I can become very knowledgeable about certain things.
I wrote a blog post about my special interests a while ago. They are one of my favourite things about being autistic. I love the fact that I can focus on one thing for a long time, and know a lot about it.
Some of these things I indulge in will prove helpful in my future career. Things like psychology, which has been a main special interest for several years now. It’s even helped me to understand my brain when I couldn’t explain how I was feeling to mental health professionals.
Other interests are just for fun, a way of de-stressing from long days of real life commitments. If you know me in real life, you’re likely to know I love The Walking Dead, to the point of an obsession. I’ll never have to use anything I learn in this programme or the comics in real life (at least I hope not), but it’s fun to watch nonetheless.
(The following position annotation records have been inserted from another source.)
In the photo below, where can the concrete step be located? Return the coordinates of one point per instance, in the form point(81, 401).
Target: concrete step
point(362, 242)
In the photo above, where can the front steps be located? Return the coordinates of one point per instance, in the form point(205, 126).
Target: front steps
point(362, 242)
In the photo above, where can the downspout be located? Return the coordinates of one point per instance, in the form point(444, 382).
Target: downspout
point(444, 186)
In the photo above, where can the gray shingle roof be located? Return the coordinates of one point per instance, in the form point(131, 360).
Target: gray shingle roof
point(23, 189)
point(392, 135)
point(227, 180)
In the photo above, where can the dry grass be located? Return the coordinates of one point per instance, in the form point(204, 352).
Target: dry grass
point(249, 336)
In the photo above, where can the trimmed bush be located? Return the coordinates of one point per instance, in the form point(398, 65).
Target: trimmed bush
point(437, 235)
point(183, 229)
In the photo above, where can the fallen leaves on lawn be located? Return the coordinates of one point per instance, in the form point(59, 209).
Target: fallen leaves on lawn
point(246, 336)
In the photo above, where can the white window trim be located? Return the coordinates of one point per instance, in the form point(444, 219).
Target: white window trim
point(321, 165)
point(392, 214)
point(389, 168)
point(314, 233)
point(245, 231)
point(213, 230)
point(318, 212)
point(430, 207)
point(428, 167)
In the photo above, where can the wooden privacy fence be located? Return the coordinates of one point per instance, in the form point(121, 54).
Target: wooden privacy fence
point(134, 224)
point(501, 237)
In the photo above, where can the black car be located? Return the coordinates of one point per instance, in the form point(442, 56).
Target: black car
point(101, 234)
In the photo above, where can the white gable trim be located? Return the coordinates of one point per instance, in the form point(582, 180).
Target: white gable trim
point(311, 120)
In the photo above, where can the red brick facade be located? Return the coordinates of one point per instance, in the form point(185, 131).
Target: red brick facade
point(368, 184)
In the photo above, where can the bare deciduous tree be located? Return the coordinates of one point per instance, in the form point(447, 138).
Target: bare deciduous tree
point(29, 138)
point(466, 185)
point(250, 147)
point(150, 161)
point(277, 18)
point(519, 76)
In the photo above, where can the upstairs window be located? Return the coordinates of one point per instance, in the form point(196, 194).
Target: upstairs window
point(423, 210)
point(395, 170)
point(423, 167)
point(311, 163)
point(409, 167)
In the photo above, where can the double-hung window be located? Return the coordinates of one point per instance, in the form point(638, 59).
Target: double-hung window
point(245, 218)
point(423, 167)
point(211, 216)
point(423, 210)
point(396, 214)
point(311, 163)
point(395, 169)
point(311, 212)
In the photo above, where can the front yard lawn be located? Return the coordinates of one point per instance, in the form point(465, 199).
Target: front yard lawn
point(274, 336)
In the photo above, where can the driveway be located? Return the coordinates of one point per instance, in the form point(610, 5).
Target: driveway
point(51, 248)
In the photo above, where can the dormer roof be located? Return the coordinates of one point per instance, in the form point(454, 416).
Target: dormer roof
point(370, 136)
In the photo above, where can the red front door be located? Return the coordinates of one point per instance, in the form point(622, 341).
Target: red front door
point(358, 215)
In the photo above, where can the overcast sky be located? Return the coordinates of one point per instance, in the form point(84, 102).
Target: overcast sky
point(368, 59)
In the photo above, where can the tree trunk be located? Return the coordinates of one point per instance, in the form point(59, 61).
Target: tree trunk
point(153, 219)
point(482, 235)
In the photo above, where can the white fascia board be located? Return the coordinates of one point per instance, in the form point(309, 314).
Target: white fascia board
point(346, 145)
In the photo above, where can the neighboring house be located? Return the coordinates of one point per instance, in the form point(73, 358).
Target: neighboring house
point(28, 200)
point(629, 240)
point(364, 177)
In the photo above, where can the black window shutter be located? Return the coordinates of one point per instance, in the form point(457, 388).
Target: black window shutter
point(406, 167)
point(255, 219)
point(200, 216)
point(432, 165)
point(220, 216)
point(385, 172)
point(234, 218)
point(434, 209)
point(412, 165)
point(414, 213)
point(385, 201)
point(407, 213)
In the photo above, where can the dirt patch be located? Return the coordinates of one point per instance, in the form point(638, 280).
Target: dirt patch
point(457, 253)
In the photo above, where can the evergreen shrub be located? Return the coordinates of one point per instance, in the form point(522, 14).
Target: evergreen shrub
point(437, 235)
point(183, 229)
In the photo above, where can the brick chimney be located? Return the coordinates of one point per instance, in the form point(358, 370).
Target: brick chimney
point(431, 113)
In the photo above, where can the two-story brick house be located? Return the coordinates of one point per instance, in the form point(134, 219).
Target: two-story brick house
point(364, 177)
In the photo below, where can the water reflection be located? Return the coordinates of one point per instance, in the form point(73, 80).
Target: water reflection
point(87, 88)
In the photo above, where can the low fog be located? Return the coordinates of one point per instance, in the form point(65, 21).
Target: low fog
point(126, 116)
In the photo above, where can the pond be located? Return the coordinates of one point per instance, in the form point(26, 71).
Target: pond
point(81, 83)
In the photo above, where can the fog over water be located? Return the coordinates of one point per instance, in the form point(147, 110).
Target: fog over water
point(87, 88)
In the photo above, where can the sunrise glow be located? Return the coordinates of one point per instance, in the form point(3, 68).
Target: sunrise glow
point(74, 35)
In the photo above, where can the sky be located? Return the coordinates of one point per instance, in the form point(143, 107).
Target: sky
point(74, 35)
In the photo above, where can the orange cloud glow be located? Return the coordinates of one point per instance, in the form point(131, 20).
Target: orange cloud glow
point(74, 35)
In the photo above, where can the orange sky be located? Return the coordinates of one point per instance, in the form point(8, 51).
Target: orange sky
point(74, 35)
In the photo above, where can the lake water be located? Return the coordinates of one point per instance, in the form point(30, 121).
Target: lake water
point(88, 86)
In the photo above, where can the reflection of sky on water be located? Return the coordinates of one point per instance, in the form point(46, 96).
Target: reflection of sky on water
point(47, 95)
I am comfortable with being different.
I struggled a lot with feeling like I was different before my diagnosis. Everyone wants to fit in as a teenager, but I often took it to extreme lengths, hiding my real personality. I’d pretend, instead, to be interested in the same thing as my friends, even when I didn’t understand the appeal.
Now, I am comfortable with being different. I love that my brain works differently to other people’s, and I embrace it regularly. People seem to like me more now that I’ve stopped pretending, which is definitely a good thing.
I am a perfectionist.
Most people would argue that this is a negative thing in my life, but I love it. Being a perfectionist allows me to walk away from something knowing I can be proud of myself, and have done all that I can to do something right. I like that it enables others to put their trust in me, too, knowing that I won’t put much effort into something.
In reality, I love being autistic on the whole. I am proud of my disability, and nothing anyone says will change that. It’s so tempting to focus on the bad things when that’s what everyone else talks about, but there are good things there, too.